M. Horgan a souligné mercredi que ces incendies de forêt s’étaient déclarés juste au moment où l’industrie touristique espérait amorcer sa reprise après la pandémie. Il a promis que le gouvernement travaillerait avec l’industrie et les groupes de travailleurs pour les soutenir.

Le premier ministre a demandé aux gens qui avaient planifié des séjours à proximité des zones d’incendie de vérifier avant de partir auprès des ressources locales, y compris leurs fournisseurs d’hébergement, pour s’assurer qu’il est toujours sécuritaire de se rendre sur place.

«Il s’agit d’une démonstration très nette de la façon dont le changement climatique est avec nous, pas seulement par intermittence, mais tout le temps», a déclaré M. Horgan.

D’autres évacuations

Alors que l’état d’urgence est entré en vigueur dans toute la Colombie-Britannique mercredi, des centaines de résidents ont rejoint les milliers d’autres qui avaient déjà été forcés de quitter leur foyer jusqu’ici.

Le district régional de Kootenay Boundary a déclaré mardi l’état d’urgence local et ordonné l’évacuation de 122 propriétés, alors que les résidents de 304 autres propriétés ont été mis en état d’alerte. L’incendie de forêt de Nk’Mip Creek, qui fait 20 kilomètres carrés dans le sud de la vallée de l’Okanagan, se dirige vers l’est, parallèlement à la frontière américaine toute proche. Cet incendie, déclenché lundi, a déjà forcé des évacuations entre les villes d’Oliver et d’Osoyoos.

Il s’agit de l’un des quelque 300 incendies qui font rage dans cette province, dont 39 sont menaçants ou risquent de l’être. Selon le ministère des Forêts, ces incendies ont jusqu’ici donné lieu à des ordres d’évacuation pour plus de 3000 propriétés en Colombie-Britannique.

Au moins une demi-douzaine d’autres ordres d’évacuation ont été lancés mardi soir, dont un pour la communauté de Fauquier, dans le sud-est de la province.
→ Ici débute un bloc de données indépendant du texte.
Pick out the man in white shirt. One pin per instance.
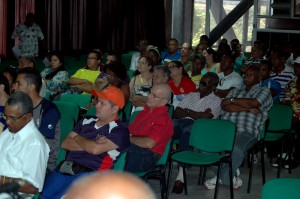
(23, 150)
(228, 78)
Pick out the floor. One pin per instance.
(199, 191)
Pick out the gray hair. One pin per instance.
(214, 78)
(164, 69)
(22, 100)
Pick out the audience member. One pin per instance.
(29, 61)
(186, 50)
(142, 51)
(292, 96)
(112, 56)
(155, 55)
(203, 104)
(10, 73)
(4, 95)
(180, 82)
(211, 61)
(229, 79)
(238, 54)
(106, 185)
(84, 78)
(28, 34)
(161, 74)
(150, 131)
(141, 83)
(173, 53)
(281, 73)
(273, 85)
(248, 109)
(55, 77)
(46, 116)
(23, 150)
(198, 63)
(95, 144)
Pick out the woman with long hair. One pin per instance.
(55, 77)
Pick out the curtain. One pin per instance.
(3, 28)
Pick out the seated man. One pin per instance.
(84, 78)
(95, 143)
(229, 79)
(248, 109)
(273, 85)
(150, 131)
(202, 104)
(23, 150)
(46, 116)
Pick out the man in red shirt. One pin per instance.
(150, 131)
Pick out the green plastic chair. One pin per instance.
(120, 164)
(68, 108)
(81, 99)
(287, 188)
(66, 126)
(280, 116)
(91, 111)
(159, 172)
(215, 137)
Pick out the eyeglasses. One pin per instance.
(92, 58)
(203, 84)
(12, 118)
(156, 96)
(171, 66)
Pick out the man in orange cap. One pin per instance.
(95, 143)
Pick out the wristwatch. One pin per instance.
(232, 100)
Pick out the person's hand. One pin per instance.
(73, 134)
(101, 140)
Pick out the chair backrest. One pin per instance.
(278, 188)
(91, 111)
(120, 164)
(213, 135)
(280, 116)
(68, 108)
(164, 158)
(66, 126)
(81, 99)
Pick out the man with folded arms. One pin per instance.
(23, 150)
(95, 143)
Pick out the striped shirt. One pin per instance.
(283, 78)
(247, 122)
(194, 102)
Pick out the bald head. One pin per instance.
(110, 185)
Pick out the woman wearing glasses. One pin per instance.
(180, 82)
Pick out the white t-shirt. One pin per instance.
(24, 155)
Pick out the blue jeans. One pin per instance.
(243, 142)
(182, 131)
(140, 159)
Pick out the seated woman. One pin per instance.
(180, 82)
(141, 83)
(55, 77)
(11, 74)
(211, 61)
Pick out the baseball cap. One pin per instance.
(113, 94)
(297, 60)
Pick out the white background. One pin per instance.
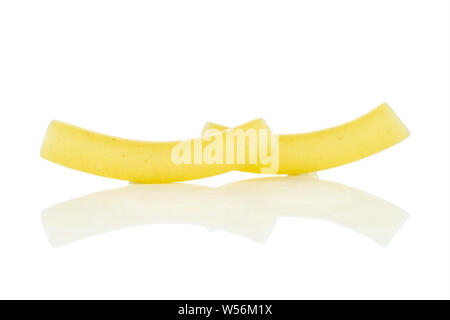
(158, 70)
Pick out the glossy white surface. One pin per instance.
(158, 70)
(248, 208)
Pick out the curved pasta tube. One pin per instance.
(329, 148)
(137, 161)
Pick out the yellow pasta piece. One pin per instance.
(138, 161)
(319, 150)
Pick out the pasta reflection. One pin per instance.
(249, 208)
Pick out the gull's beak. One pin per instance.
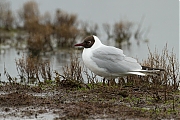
(80, 44)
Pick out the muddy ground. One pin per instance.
(100, 102)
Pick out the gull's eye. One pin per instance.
(89, 42)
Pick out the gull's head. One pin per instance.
(90, 42)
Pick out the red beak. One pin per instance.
(80, 44)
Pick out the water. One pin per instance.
(9, 56)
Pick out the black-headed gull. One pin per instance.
(108, 61)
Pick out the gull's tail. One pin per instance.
(147, 71)
(150, 68)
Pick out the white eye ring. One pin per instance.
(89, 42)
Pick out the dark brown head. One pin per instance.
(87, 43)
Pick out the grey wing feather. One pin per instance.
(114, 61)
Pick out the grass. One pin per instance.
(149, 97)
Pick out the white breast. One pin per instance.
(90, 64)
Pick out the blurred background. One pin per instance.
(49, 29)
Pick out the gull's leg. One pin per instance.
(104, 81)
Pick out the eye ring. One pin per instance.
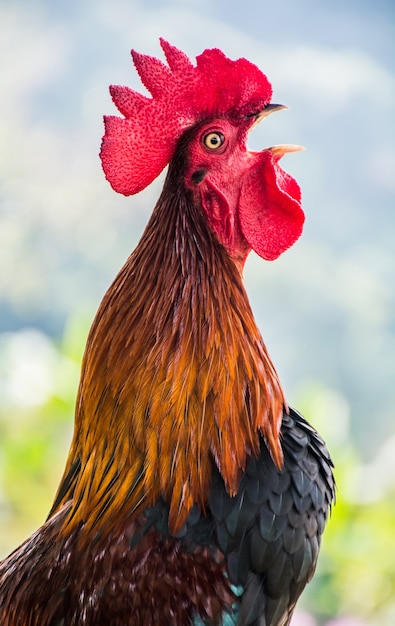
(213, 140)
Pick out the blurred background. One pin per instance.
(326, 308)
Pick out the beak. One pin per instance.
(279, 151)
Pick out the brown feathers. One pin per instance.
(175, 374)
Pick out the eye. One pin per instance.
(213, 140)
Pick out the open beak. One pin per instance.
(282, 149)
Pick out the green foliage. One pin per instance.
(356, 571)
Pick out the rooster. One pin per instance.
(192, 494)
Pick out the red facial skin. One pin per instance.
(249, 200)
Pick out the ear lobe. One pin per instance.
(270, 213)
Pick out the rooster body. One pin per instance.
(192, 494)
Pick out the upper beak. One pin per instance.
(268, 110)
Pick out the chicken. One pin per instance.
(192, 494)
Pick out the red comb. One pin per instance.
(136, 148)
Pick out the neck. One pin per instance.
(175, 375)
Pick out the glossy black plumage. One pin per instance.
(252, 553)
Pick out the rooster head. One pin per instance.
(249, 200)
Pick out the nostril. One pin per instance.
(198, 176)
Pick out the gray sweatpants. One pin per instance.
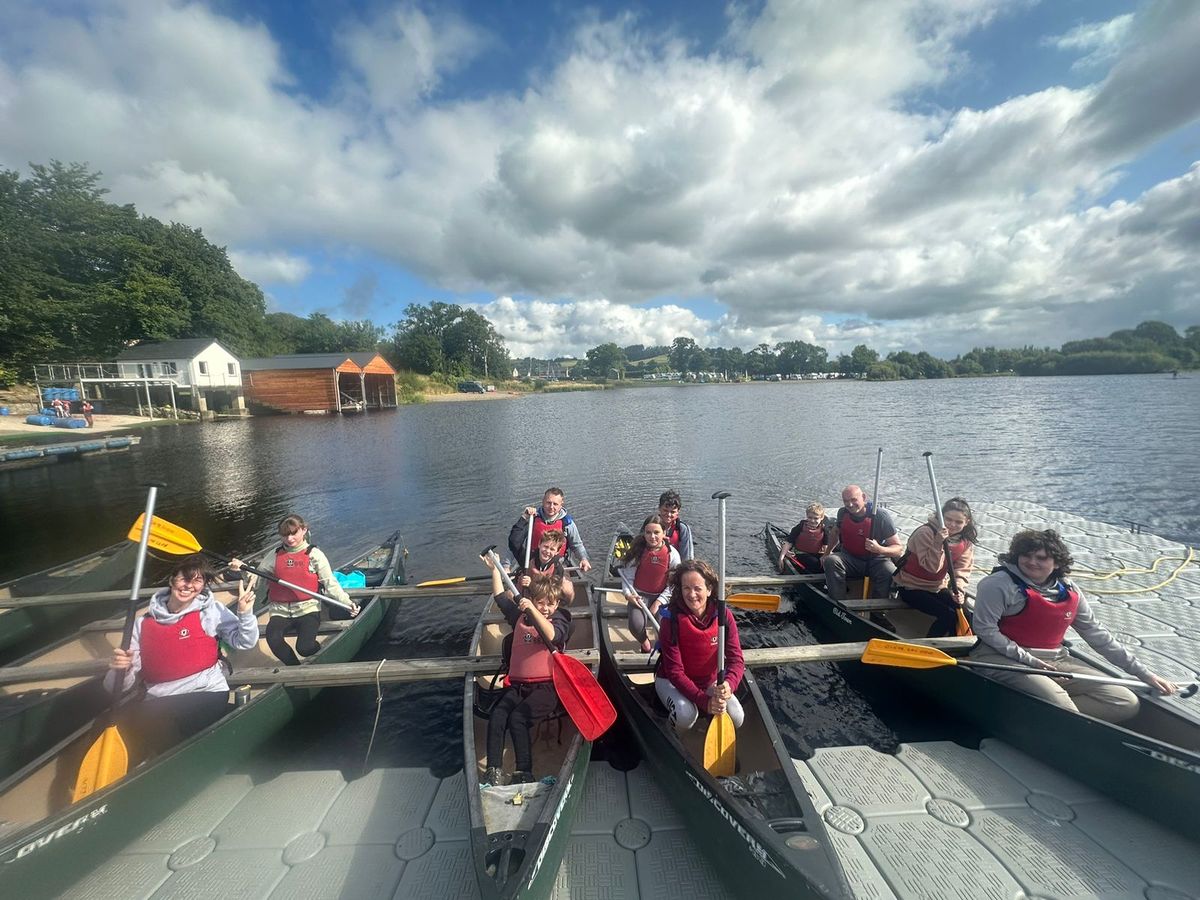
(840, 565)
(1110, 702)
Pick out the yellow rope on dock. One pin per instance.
(1134, 569)
(1173, 576)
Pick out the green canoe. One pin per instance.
(47, 843)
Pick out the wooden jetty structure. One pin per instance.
(319, 383)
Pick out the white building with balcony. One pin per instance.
(197, 372)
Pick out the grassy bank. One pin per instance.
(66, 436)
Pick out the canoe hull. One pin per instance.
(784, 855)
(1158, 779)
(750, 858)
(540, 847)
(43, 859)
(25, 628)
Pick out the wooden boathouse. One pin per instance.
(319, 382)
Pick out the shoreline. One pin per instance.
(16, 432)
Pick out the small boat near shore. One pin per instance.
(1151, 763)
(47, 841)
(517, 844)
(23, 457)
(760, 825)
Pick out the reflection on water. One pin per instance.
(454, 477)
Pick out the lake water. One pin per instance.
(454, 478)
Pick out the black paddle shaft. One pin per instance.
(720, 497)
(507, 580)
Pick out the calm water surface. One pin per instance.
(454, 478)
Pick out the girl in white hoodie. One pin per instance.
(175, 652)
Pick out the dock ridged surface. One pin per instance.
(936, 820)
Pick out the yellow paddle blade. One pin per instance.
(762, 603)
(166, 537)
(720, 747)
(961, 628)
(438, 582)
(106, 761)
(906, 655)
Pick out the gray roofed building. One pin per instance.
(184, 348)
(299, 360)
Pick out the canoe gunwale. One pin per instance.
(535, 876)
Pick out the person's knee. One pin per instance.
(1113, 705)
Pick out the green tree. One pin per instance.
(859, 360)
(604, 359)
(82, 277)
(801, 358)
(682, 352)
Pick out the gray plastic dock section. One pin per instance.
(940, 821)
(393, 833)
(935, 821)
(1146, 589)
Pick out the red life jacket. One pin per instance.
(853, 534)
(810, 541)
(918, 571)
(552, 568)
(653, 569)
(531, 657)
(697, 647)
(1043, 623)
(675, 534)
(540, 528)
(293, 567)
(177, 651)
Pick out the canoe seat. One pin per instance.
(875, 605)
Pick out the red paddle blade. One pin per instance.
(582, 697)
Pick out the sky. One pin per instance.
(909, 174)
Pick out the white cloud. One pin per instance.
(1098, 41)
(401, 54)
(275, 268)
(796, 174)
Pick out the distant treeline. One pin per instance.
(82, 279)
(1151, 347)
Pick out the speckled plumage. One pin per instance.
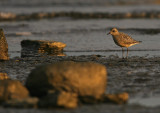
(122, 39)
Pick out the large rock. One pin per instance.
(86, 79)
(3, 46)
(12, 89)
(38, 47)
(59, 99)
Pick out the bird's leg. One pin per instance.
(122, 53)
(127, 53)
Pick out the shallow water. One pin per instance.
(88, 37)
(84, 37)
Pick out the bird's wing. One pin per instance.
(126, 38)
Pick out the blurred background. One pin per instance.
(82, 24)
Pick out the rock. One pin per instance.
(12, 89)
(86, 79)
(30, 102)
(121, 98)
(59, 99)
(3, 46)
(37, 47)
(3, 76)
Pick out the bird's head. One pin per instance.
(113, 31)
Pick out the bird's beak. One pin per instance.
(108, 33)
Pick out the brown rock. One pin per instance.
(12, 89)
(3, 46)
(59, 99)
(116, 98)
(3, 76)
(86, 79)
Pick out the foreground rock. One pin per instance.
(121, 98)
(86, 79)
(3, 46)
(59, 99)
(4, 76)
(12, 89)
(36, 47)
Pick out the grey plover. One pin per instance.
(122, 40)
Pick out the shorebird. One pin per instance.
(122, 40)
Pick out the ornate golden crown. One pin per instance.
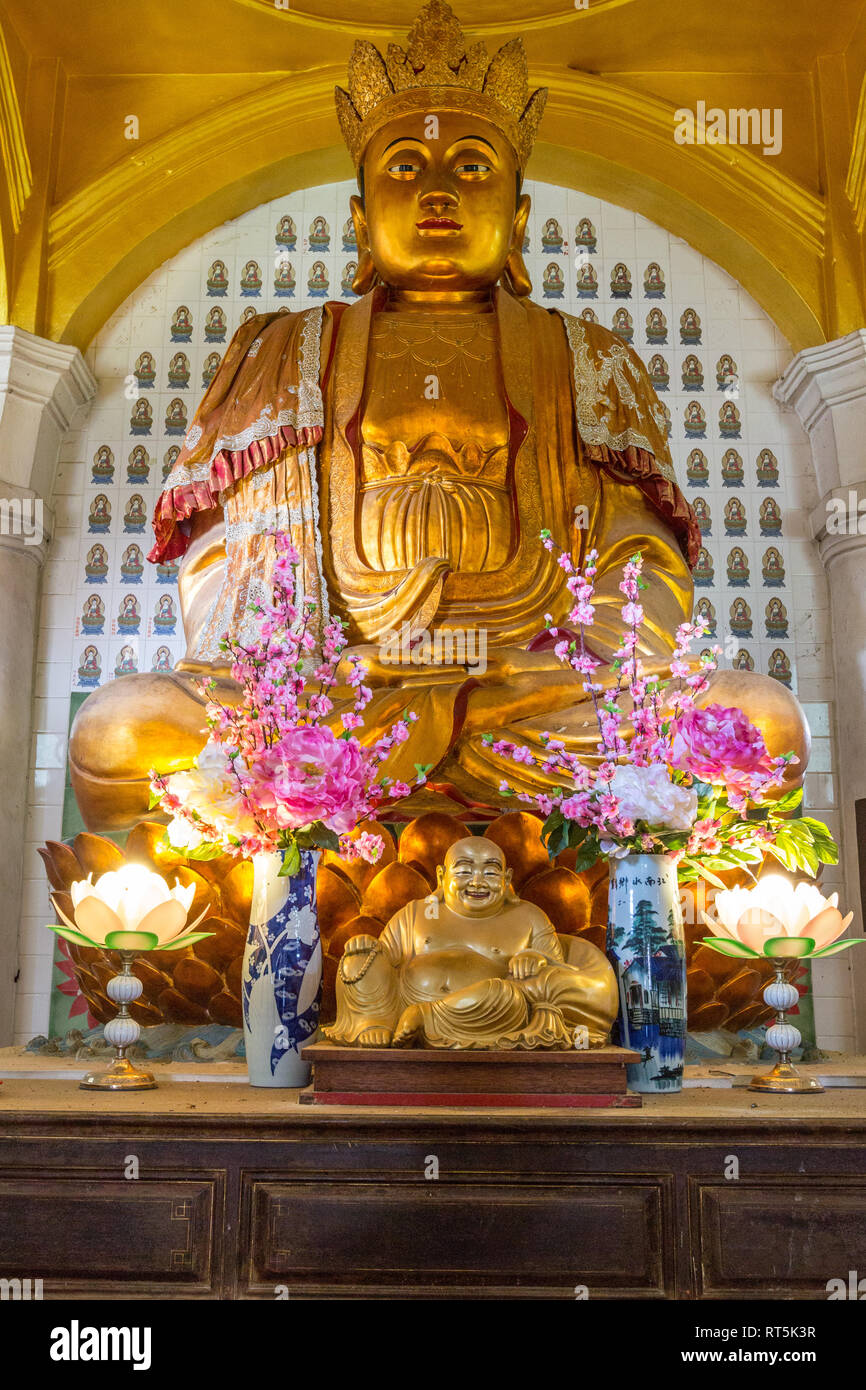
(437, 71)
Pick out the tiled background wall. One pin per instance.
(713, 356)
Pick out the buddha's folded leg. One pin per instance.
(124, 730)
(369, 1005)
(489, 1015)
(581, 998)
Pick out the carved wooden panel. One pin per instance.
(780, 1240)
(111, 1237)
(506, 1239)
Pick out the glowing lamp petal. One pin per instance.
(826, 926)
(95, 919)
(166, 920)
(756, 925)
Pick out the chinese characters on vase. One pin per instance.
(277, 783)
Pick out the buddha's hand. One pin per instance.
(355, 958)
(526, 963)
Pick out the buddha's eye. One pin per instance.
(405, 168)
(471, 168)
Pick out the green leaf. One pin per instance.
(797, 947)
(726, 945)
(587, 855)
(838, 945)
(186, 940)
(699, 866)
(291, 862)
(200, 852)
(323, 837)
(132, 941)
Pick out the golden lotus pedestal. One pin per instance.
(120, 1076)
(445, 1077)
(784, 1080)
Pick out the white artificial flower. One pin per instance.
(648, 794)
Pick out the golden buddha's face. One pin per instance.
(474, 877)
(439, 214)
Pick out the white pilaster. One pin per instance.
(826, 387)
(42, 387)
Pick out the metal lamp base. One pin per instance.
(120, 1076)
(786, 1080)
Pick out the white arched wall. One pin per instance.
(731, 323)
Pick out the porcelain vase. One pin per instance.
(647, 948)
(281, 983)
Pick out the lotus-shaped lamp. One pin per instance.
(131, 909)
(777, 919)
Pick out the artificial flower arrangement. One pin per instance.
(688, 781)
(273, 774)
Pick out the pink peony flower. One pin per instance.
(722, 747)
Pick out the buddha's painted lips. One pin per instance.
(439, 224)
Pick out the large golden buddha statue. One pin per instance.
(413, 445)
(473, 966)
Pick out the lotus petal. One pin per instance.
(756, 925)
(96, 919)
(61, 915)
(71, 936)
(827, 926)
(716, 925)
(184, 895)
(166, 920)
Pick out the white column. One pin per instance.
(42, 387)
(826, 387)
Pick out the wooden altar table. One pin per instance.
(246, 1194)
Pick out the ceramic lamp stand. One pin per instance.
(121, 1033)
(784, 1079)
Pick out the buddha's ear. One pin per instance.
(364, 275)
(515, 275)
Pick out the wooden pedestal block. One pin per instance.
(437, 1076)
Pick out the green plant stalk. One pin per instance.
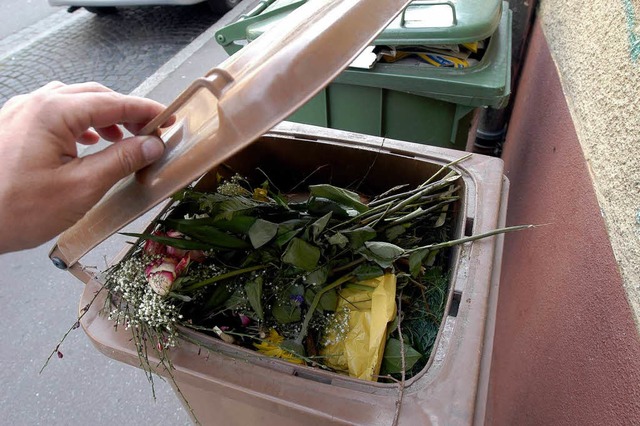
(446, 166)
(427, 189)
(385, 209)
(221, 277)
(381, 213)
(417, 213)
(453, 243)
(314, 305)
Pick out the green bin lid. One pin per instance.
(423, 22)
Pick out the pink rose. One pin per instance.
(154, 247)
(162, 273)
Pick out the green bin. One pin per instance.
(406, 101)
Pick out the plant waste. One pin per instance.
(297, 276)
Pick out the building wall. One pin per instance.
(566, 348)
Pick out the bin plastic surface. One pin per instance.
(226, 384)
(218, 119)
(404, 101)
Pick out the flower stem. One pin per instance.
(314, 305)
(223, 277)
(471, 238)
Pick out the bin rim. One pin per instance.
(287, 66)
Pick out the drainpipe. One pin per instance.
(492, 123)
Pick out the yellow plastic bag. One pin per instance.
(360, 351)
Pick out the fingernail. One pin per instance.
(152, 148)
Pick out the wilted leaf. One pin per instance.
(318, 226)
(254, 294)
(236, 300)
(415, 261)
(367, 272)
(394, 232)
(287, 230)
(320, 206)
(286, 314)
(180, 243)
(339, 195)
(329, 300)
(359, 236)
(443, 216)
(301, 254)
(317, 277)
(218, 297)
(392, 359)
(338, 239)
(384, 254)
(262, 232)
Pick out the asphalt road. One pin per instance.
(139, 49)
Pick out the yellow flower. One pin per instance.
(270, 346)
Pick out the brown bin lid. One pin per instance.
(230, 107)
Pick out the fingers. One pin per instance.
(89, 138)
(103, 169)
(104, 109)
(110, 133)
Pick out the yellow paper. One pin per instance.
(360, 351)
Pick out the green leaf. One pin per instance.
(367, 272)
(262, 232)
(218, 297)
(321, 206)
(287, 230)
(339, 195)
(338, 239)
(317, 277)
(359, 236)
(394, 232)
(392, 358)
(301, 254)
(293, 347)
(384, 254)
(236, 300)
(329, 300)
(415, 261)
(215, 238)
(253, 289)
(286, 314)
(319, 225)
(236, 225)
(179, 243)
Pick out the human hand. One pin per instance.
(44, 186)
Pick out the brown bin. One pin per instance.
(232, 386)
(218, 120)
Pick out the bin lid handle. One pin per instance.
(232, 106)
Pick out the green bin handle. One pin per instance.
(428, 3)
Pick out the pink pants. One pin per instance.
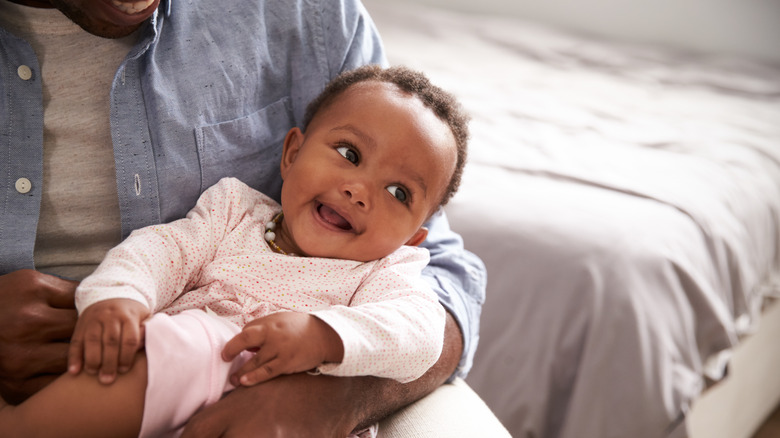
(186, 371)
(185, 368)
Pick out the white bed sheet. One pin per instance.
(626, 202)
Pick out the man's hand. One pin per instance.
(285, 343)
(37, 317)
(306, 406)
(106, 338)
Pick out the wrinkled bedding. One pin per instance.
(626, 202)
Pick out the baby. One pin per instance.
(244, 289)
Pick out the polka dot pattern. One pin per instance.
(389, 320)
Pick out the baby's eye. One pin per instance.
(348, 153)
(400, 193)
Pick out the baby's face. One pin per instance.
(365, 176)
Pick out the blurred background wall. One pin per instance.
(739, 27)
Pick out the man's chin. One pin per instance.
(107, 18)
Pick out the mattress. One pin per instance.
(626, 201)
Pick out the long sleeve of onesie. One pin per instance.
(156, 264)
(394, 325)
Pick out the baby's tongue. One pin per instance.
(334, 218)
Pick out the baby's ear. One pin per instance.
(418, 237)
(292, 144)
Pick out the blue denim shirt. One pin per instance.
(210, 90)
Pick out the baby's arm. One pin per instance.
(285, 343)
(393, 328)
(106, 338)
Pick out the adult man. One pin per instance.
(180, 96)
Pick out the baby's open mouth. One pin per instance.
(330, 216)
(132, 7)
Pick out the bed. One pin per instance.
(626, 201)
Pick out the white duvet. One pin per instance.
(626, 202)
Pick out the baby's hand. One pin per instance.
(106, 338)
(285, 343)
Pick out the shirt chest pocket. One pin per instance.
(248, 148)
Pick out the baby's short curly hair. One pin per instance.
(442, 103)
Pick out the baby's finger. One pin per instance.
(93, 348)
(112, 336)
(132, 339)
(76, 354)
(251, 338)
(266, 371)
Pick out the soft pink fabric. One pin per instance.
(185, 369)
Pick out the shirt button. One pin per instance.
(24, 72)
(23, 185)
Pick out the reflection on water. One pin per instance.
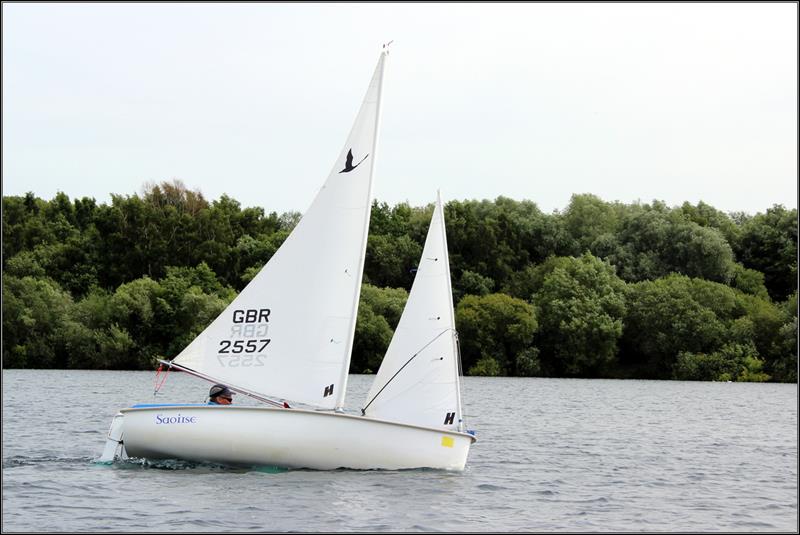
(552, 455)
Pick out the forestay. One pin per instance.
(289, 333)
(417, 382)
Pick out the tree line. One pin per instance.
(600, 289)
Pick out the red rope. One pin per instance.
(156, 384)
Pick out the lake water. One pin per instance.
(552, 455)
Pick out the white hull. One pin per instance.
(294, 438)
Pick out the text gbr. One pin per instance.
(247, 341)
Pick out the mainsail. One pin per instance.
(418, 380)
(289, 333)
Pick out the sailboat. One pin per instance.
(286, 340)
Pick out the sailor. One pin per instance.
(220, 395)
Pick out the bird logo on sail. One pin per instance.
(348, 166)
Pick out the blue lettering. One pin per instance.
(160, 419)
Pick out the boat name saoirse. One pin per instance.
(160, 419)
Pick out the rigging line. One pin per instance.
(363, 411)
(234, 388)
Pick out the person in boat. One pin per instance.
(220, 395)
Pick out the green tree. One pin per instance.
(499, 327)
(379, 311)
(580, 307)
(34, 311)
(768, 244)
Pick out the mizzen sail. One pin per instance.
(418, 380)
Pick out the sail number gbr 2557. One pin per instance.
(247, 340)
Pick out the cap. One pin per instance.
(220, 390)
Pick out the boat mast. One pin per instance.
(453, 332)
(348, 351)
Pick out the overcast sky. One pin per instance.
(675, 102)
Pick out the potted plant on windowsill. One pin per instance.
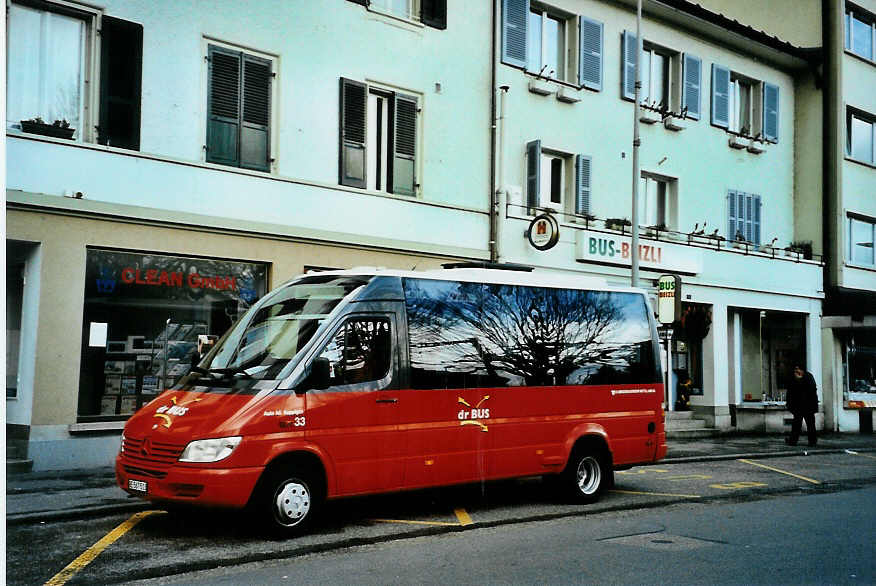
(800, 249)
(57, 129)
(619, 224)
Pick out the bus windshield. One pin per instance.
(274, 330)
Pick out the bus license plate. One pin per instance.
(137, 485)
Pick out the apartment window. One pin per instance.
(547, 42)
(238, 108)
(557, 180)
(657, 201)
(670, 80)
(744, 105)
(862, 241)
(743, 217)
(861, 33)
(378, 138)
(861, 136)
(49, 51)
(430, 12)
Au nord de Kelowna, une grande partie du district de Shuswap à Sicamous a également été évacuée et davantage de résidences sont en état d’alerte, après qu’un accident de la circulation a provoqué un incendie qui s’est propagé aux broussailles voisines.

Un état d’urgence provincial est entré en vigueur en Colombie-Britannique à minuit mercredi. Le ministre de la Sécurité publique, Mike Farnworth, a déclaré que les vents forts attendus ont le potentiel d’attiser les incendies de forêt existants et de forcer des évacuations massives.

L’état d’urgence donne aux agences gouvernementales, au commissaire aux incendies et à la police le pouvoir de prendre toutes les mesures qu’ils jugent nécessaires pour lutter contre les incendies de forêt et protéger les personnes et les communautés.

Le ministre Farnworth accueille favorablement le soutien de l’armée canadienne, car les ressources disponibles en Colombie-Britannique sont entièrement affectées à l’heure actuelle, a-t-il dit. «Le soutien aérien des Forces canadiennes s’est déjà avéré inestimable pour déplacer des équipages et de l’équipement dans toute la province et aider aux évacuations préventives», a-t-il déclaré dans un communiqué.

Le ministre ne précise pas à quel moment les militaires vont arriver, mais il explique que ces sapeurs seront chargés de tenir les lignes de feu existantes, de supprimer les points chauds et d’ériger de nouvelles lignes de feu sur les incendies prioritaires.

«Nous devons tous nous serrer les coudes en tant que Britanno-Colombiens et suivre l’exemple du personnel d’urgence», a indiqué le premier ministre Horgan mercredi.